In-story information
- Alter ego: Bruce Olafsen
- Team affiliations: Circus of Crime
- Notable aliases: Bruto
- Abilities: Skilled wrestler

= Strongman (character) =

Fictional comic book characters

The Strongman is the name of three characters appearing in American comic books published by Marvel Comics.

==Publication history==
The Bruce Olafson incarnation of Strongman first appeared in The Incredible Hulk #3 (September 1962) as a member of the Circus of Crime, and was created by Stan Lee and Steve Ditko. The character subsequently appears in The Amazing Spider-Man #16 (September 1964), The Avengers #22 (November 1965), Thor #145 (October 1967), Ghost Rider #72-73 (September–October 1982), The Sensational She-Hulk #1 (May 1989), and X-Men and Power Pack #3 (February 2006). The Strongman appeared as part of the "Circus of Crime" entry in the Official Handbook of the Marvel Universe Deluxe Edition #2.

==Fictional character biography==
===Bruce Olafsen===

Bruce Olafsen was born in Stockholm, Sweden, but later came to the United States and became a naturalized American citizen. As a longtime member of the criminal organization Circus of Crime, Olafsen works as a circus strongman and weight-lifter. He has particularly strong biceps and teeth.

Bruto first assists the Circus of Crime in hypnotizing and robbing the people who attended the circus, with Rick Jones being among their victims.
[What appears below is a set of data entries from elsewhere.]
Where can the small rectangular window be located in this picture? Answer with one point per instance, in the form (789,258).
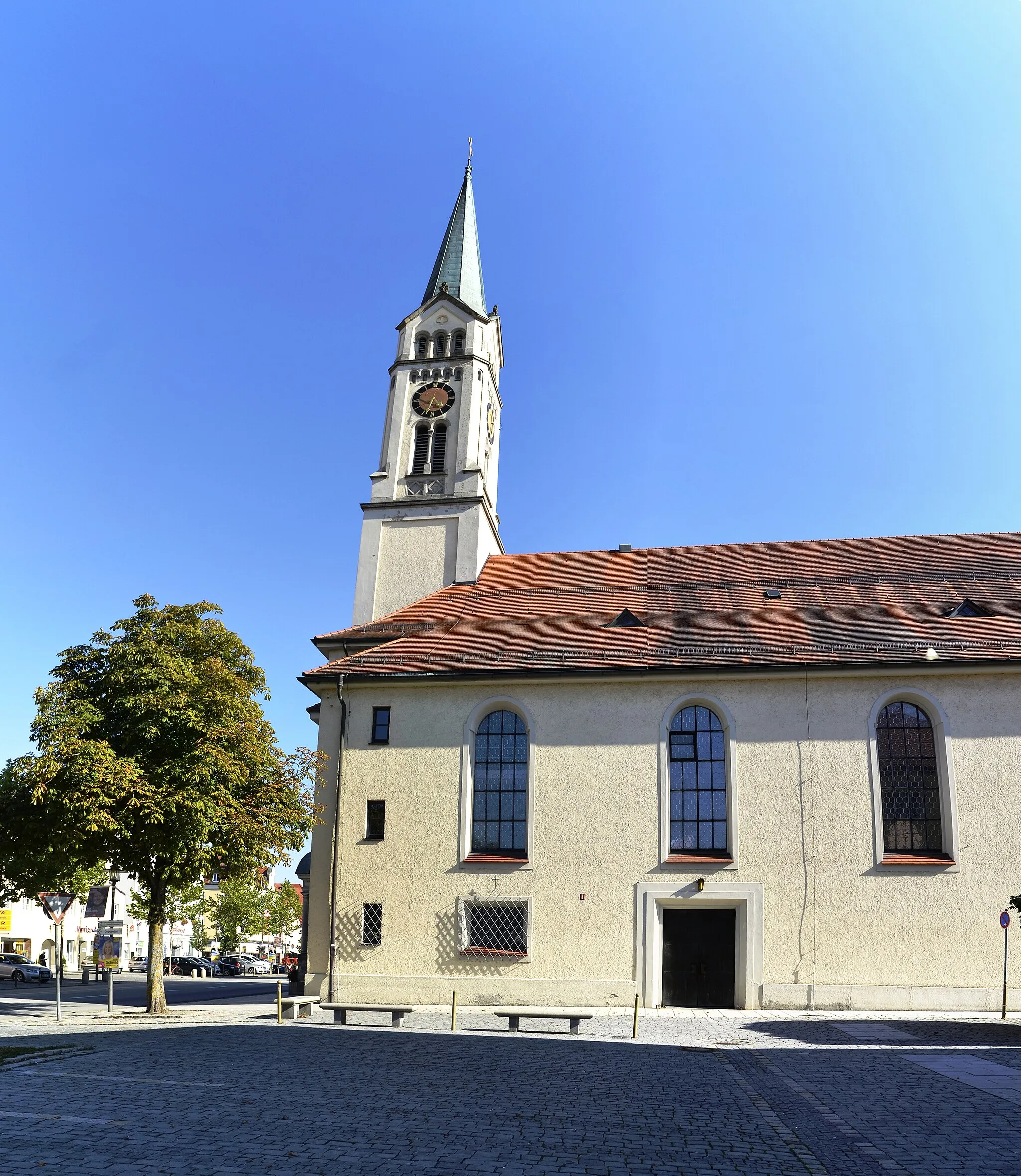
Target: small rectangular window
(493,927)
(375,820)
(381,725)
(371,925)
When Hulk comes bursting through the tent, Strongman and the rest of the Circus of Crime attack Hulk, who is hypnotized by the Ringmaster. The next day, Hulk escapes Ringmaster's control and defeats the Circus of Crime before leaving with Rick.
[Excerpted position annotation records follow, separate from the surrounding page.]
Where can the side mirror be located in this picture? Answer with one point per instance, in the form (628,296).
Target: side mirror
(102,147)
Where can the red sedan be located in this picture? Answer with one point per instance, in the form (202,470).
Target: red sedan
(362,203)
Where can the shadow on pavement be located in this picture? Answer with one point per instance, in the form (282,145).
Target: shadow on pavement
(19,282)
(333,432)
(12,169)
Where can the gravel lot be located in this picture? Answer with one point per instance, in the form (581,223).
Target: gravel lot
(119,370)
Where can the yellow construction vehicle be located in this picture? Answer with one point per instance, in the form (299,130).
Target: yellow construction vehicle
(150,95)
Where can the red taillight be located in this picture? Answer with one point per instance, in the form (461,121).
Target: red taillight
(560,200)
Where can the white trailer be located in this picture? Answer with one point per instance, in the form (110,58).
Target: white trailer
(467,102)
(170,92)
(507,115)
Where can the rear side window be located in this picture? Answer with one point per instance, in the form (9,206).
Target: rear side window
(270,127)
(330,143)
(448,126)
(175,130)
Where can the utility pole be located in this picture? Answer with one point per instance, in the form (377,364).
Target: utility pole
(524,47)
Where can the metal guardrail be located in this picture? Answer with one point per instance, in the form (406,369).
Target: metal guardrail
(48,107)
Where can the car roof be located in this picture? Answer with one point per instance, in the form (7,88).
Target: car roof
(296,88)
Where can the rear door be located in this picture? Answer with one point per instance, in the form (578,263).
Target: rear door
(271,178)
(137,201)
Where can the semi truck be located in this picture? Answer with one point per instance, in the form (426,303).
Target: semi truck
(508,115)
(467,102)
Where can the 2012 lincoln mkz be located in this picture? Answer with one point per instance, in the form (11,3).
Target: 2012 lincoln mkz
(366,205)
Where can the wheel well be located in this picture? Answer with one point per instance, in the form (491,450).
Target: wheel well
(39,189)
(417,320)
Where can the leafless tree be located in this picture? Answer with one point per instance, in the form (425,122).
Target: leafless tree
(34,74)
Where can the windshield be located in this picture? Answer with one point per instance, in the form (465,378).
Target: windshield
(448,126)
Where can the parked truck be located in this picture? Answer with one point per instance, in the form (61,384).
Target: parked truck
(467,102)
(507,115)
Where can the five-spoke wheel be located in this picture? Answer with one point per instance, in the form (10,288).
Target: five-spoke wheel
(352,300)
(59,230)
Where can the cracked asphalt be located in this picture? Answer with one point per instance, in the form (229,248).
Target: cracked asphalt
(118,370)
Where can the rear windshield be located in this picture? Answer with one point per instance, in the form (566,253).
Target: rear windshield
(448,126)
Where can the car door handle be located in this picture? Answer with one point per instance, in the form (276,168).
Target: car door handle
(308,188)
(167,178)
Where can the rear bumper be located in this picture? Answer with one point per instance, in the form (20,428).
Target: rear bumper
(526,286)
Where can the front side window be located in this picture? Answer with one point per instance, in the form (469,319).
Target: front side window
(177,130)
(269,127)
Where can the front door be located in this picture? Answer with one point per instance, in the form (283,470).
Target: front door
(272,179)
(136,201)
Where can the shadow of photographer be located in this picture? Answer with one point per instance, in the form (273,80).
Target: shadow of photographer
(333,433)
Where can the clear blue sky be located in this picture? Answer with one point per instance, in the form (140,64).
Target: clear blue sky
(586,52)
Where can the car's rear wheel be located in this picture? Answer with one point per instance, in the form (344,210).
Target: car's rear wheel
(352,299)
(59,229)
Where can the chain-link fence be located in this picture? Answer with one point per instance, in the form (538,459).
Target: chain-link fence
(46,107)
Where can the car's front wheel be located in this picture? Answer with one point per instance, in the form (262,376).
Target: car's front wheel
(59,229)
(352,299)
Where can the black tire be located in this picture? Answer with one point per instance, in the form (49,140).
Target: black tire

Strongman is later seen with Ringmaster when he hypnotizes Daredevil into serving him. Spider-Man manages to break Daredevil free of the hypnosis as they both defeat the Circus of Crime.

Strongman is seen at the Circus of Crime when Hawkeye, Quicksilver, and Scarlet Witch intend to join the circus, unaware that it is a front. Strongman and the Circus flee, claiming that the three superheroes were trying to rob them.

After Strongman strains himself trying to lift an elephant, Ringmaster holds auditions for a temporary strongman to cover for him.

Strongman is present when Ringmaster forces Black Goliath to join the Circus of Crime and hypnotizes Power Man as well. After the hypnosis is undone, Power Man battles the rest of the Circus of Crime and frees Black Goliath from their control. The two then turn the hypnosis effect on the Circus of Crime and leave them for the police.

In Secret Empire, Strongman and the Circus of Crime join Helmut Zemo's Army of Evil.

===Percy Van Norton===
Percy Van Norton took a serum which made him into a "perfect human" with a range of superhuman abilities. Although he started out fighting crime, something went wrong and he turned bad, resulting in him becoming a Nazi and joining the Battle-Axis. Van Norton joins the Battle-Axis in their fight against the Invaders. At the end of the battle, Van Norton and the other Battle-Axis members are defeated and captured.

Strongman is based on the Golden Age character of the same name, who first appeared in Crash Comics #2 (May 1940) and had since fallen into the public domain.

===Spider-Squad's Strongman===
The third Strongman appears as a member of the Spider-Squad, who Anton DeLionatus used in a failed attempt to gain money before being defeated by Spider-Man.

==Powers and abilities==
The Bruce Olafsen incarnation of Strongman has no superhuman powers, but is strong and a skilled wrestler.

The Percy Van Norton incarnation of Strongman possesses superhuman physical abilities derived from drugs.

==In other media==
- The Bruce Olafsen incarnation of Strongman appears in the Spider-Man episode "Carnival of Crime".
- The Bruce Olafsen incarnation of Strongman appears in the Avengers Assemble episode "Crime and Circuses", voiced by Adrian Pasdar.